I’m sure you’ve been there. The handshake, the compliment, then the friendly advice. “You should do…”
Every writer, photographer, designer, dancer, musician and artist gets unsolicited advice almost daily from family and friends who mean well but who are, well, clueless about what it takes to make great art or to make a living from it.
Here’s one piece of advice you can take to the bank: Smile and nod, but don’t take it to heart.
“Get a real job/keep your real job”
This was the number one response. There is a common misperception in our society that creating something from nothing isn’t legitimate work. Look — you invest time, money and effort to hone your craft to the point that people connect and are excited about it. You have to learn marketing, management, accounting, finance and probably a dozen other skills.

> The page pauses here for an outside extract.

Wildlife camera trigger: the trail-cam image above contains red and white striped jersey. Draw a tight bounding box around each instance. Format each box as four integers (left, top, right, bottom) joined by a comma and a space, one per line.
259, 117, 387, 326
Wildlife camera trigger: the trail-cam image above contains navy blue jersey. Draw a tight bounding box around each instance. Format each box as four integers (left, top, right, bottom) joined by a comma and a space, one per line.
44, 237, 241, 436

Art is entrepreneurship and it will almost definitely use more of your potential — and be more rewarding — than any desk job ever could.
“You should be more like (famous person)/everyone else”

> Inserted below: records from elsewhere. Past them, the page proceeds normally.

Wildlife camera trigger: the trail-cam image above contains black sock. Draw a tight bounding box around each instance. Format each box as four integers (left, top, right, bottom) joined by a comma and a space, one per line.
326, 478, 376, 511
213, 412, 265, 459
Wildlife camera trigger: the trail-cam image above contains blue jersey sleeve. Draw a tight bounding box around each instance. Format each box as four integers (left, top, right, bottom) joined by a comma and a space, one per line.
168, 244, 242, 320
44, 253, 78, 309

This was the second most common response. The problem is, famous artists have “done” themselves already. They became popular by being unique and memorable, not by being copies of someone who came before. By the same token, following the crowd isn’t a good formula for standing out either. Each of us starts somewhere different and we all have to make our own way, not just blindly follow the mainstream.
“You don’t have what it takes”
This one’s harsh and painful. People as successful as Abraham Lincoln, Steven Spielberg, Fred Astaire, Beethoven, Bill Gates, and Stephen King have had ideas rejected and mocked, or been told that they were stupid or lacked talent. Fortunately, we can always improve our skills through hard work and one person’s judgment isn’t shared by everyone on the planet.

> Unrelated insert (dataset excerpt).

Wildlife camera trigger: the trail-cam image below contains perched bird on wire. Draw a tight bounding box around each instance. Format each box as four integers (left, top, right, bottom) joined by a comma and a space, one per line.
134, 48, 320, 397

“Just do it — you don’t need training or preparation, you don’t need a team — learn by doing”
You will learn by doing. The problem is that this approach takes a long time, there are no guarantees of success, and you will learn bad habits as well as good ones. Experience is definitely a teacher, but it is not your only teacher or necessarily even the best one. You do have to do it, there’s no doubt. But do yourself a favor: lessen your learning curve with good mentors and partners.